Willcox Inn worked in company
with Saturday’s pre-entered Grade I Beverly D. runner Upperline, owned by Stone
Farm, John Adger, Oak Crest Farm and Mike Stidham and trained by Stidham, who
had jockey James Graham in the irons and got the half in 51.40 and galloped out
five furlongs in 1:03.60.
Glen Hill Farm’s Banned, one
of Willcox Inn’s main rivals in the Secretariat who won Churchill’s Grade III
Jefferson Cup and Grade III American Turf earlier this year, worked five
furlongs over the grass in 1:05 and galloped out three-quarters in 1:19.
Following a brief but sudden
shower that caused some Festival candidates’ scheduled turf works to be
transferred to the Polytrack, Team Block’s Beverly D. pre-entry Never Retreat
went five furlongs in 1:03.80 and galloped out six furlongs in 1:17.20 under
jockey Eddie Perez.
Team Block and Richard Ege’s
Secretariat Stakes pre-entry Suntracer went five-eighths in 1:01.80 with an
exercise rider aboard and then galloped out six furlongs in 1:14.

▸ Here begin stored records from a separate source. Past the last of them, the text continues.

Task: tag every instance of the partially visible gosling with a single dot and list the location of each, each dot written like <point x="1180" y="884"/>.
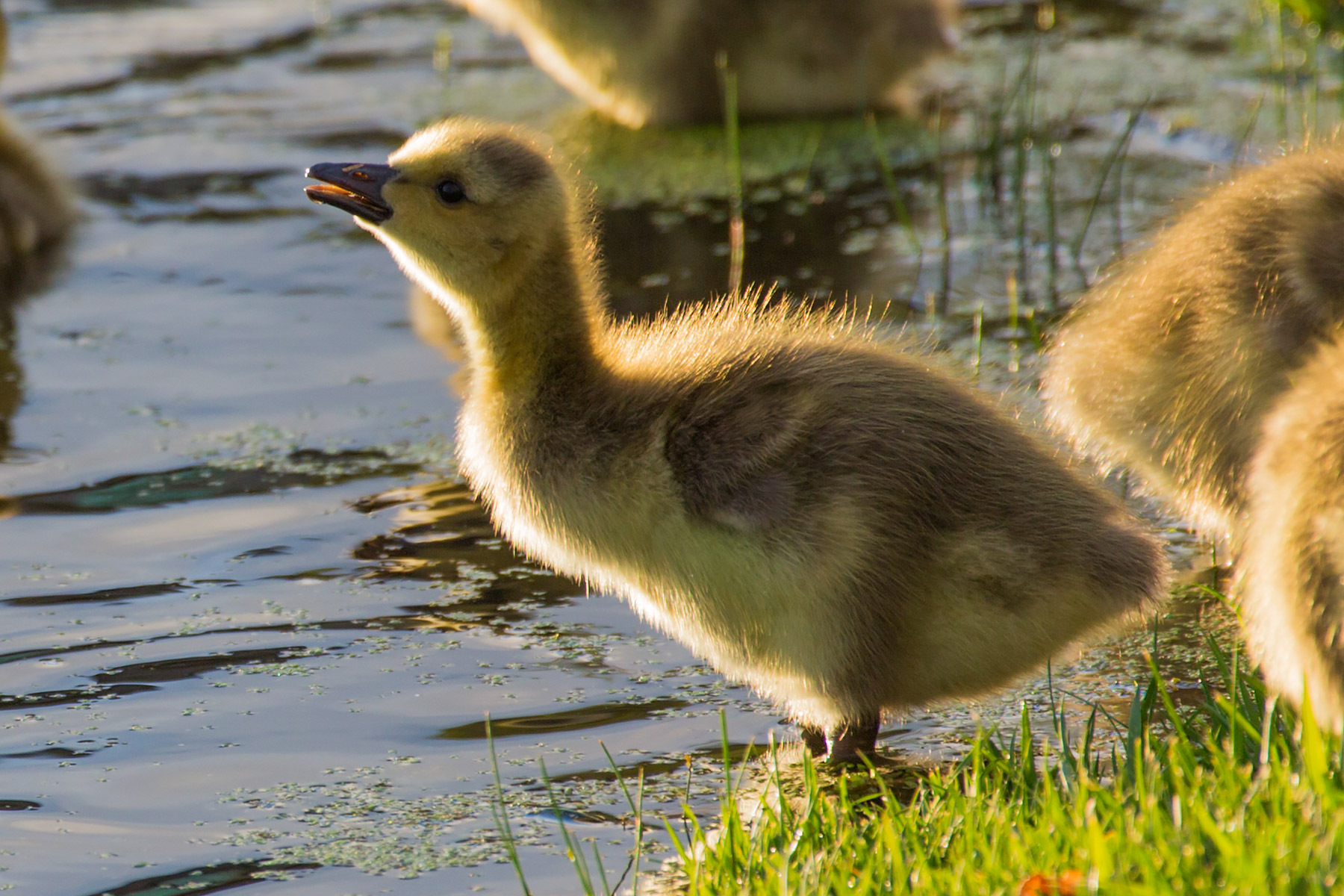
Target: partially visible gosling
<point x="840" y="526"/>
<point x="653" y="60"/>
<point x="1169" y="364"/>
<point x="37" y="207"/>
<point x="1290" y="571"/>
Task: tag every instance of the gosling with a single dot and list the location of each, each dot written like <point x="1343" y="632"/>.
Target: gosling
<point x="645" y="62"/>
<point x="838" y="524"/>
<point x="37" y="207"/>
<point x="1290" y="571"/>
<point x="1171" y="363"/>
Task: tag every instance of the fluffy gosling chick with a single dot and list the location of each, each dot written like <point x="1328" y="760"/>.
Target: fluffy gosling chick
<point x="1169" y="364"/>
<point x="653" y="60"/>
<point x="1290" y="570"/>
<point x="37" y="207"/>
<point x="840" y="526"/>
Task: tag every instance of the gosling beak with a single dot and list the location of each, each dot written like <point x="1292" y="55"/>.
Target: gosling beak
<point x="354" y="187"/>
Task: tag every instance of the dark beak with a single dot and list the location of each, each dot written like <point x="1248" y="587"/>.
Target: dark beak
<point x="354" y="187"/>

Michael Deegan’s Pachattack,
pre-entered for the Beverly D., went six furlongs in 1:12 after early splits of
36 and 1:06 flat, and Naipaul and Terikchand Chatterpaul’s Arlington Million
pre-entry Mission Approved galloped once around the Polytrack.
ARLINGTON’S
FAB-5 ACTIVE JOCKEYS FINALIZED TO FACE RETIRED RIVALS
Arlington’s “Fab-5”
active riders slated to face five retired jockey greats in a Friday’s special
race as part of Arlington’s
“Dining with the Dynasty” festivities became official at the conclusion of
Saturday’s race day.
Heading that list of active
jockeys was Arlington’s
leading jockey at the time – J. Z. Santana – who was followed closely by James
Graham, runner-up with one less win at the conclusion of Saturday’s
races. The top five jockeys were completed by Eddie Perez, E. T. Baird
and Junior Alvarado, third, fourth and fifth respectively at the time.
Alvarado, Arlington’s
jockey champion in 2009 and runner-up rider in 2010, lost five weeks of
activity with a broken collarbone earlier this summer.